In evaluating the effectiveness of drug policy, he said the wrong question
is, "How many smoke or inject some drug?" According to the harm reduction
advocate, the better question is, "Did cumulative death, disease, and crime
go up or down?" The U.S. government's focus on abstinence, he said,
prevents them from solving their major drug problems.

Nadelmann claimed that safe injection sites and heroin maintenance programs
are win-win situations for both police and drug users, because they remove
the incentive for crime and high black market prices, and respond to the
myriad health risks associated with using dirty needles in the unsterile
conditions of back alleys.

After his talk, Nadelmann participated in a one hour question and answer
period with the audience, moderated by the CBC's Kathryn Gretsinger.
Audience members challenged Nadelmann on a variety of topics.

Several people were concerned with the affect of new drug policies on
Canada-U.S. relations, especially considering their differences concerning
policies on other issues, such as national security.
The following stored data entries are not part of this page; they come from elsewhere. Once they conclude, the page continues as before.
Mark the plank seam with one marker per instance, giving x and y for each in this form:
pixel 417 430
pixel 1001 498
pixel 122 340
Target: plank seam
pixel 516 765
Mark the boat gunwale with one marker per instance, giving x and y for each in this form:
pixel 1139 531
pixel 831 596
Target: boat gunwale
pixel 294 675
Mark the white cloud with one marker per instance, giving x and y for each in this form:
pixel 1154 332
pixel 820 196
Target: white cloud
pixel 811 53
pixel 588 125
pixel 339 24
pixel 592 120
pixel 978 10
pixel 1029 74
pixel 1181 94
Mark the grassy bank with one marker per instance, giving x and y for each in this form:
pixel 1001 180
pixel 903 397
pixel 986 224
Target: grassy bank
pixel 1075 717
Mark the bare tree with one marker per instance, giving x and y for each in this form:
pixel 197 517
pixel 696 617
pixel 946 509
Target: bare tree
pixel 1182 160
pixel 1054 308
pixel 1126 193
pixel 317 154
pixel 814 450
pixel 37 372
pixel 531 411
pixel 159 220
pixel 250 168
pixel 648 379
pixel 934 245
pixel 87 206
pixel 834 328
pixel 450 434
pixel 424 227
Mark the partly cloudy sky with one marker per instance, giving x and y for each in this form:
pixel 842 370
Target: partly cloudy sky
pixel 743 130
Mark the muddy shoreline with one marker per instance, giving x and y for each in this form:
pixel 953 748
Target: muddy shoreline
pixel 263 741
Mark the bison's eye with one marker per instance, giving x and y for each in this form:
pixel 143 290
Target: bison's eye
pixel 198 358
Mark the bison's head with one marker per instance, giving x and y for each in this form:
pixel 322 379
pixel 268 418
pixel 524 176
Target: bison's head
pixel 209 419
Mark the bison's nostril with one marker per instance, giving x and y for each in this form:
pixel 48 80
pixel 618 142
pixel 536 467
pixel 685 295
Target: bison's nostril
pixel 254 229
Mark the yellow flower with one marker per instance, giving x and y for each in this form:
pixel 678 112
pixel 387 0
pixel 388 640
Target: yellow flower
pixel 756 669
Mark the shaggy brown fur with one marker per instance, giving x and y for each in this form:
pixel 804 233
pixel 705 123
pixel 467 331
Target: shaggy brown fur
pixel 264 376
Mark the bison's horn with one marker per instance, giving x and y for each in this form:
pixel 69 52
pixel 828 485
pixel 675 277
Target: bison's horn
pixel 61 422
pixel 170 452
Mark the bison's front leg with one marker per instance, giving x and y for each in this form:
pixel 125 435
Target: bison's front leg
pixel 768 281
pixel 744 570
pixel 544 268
Nadelmann compared the current predicament to the historical situation of
slavery. When the U.S. pressured Canada to return escaped slaves, Canada
decided not to give in because it was unjust. He said Canadians should do
the same today and look to science-based plans for reducing harm rather
than the U.S. methods of spending large amounts of money on ineffective
enforcement and abstinence campaigns.

Others discussed controversial so-called drug courts that operate
separately from the regular court system. Such a system is used in many
countries to provide alternative sentencing options to people convicted of
drug offences. Nadelmann commented that it is important to consider whether
drug courts try to absorb treatment programs into the criminal justice
system or if they allow offences to be treated as a social problem outside
of the justice system. His main concern was that people's progress be
evaluated according to their health and safety, rather than their
production of drug-free urine samples.

Finally, Nadelmann stressed the importance of progress on these issues,
since the death rate from non-therapeutic drug use far exceeds the death
rate from SARS. Our society, he said, is much more willing to put time and
effort into preventing the latter, while under-valuing deaths due to drug use.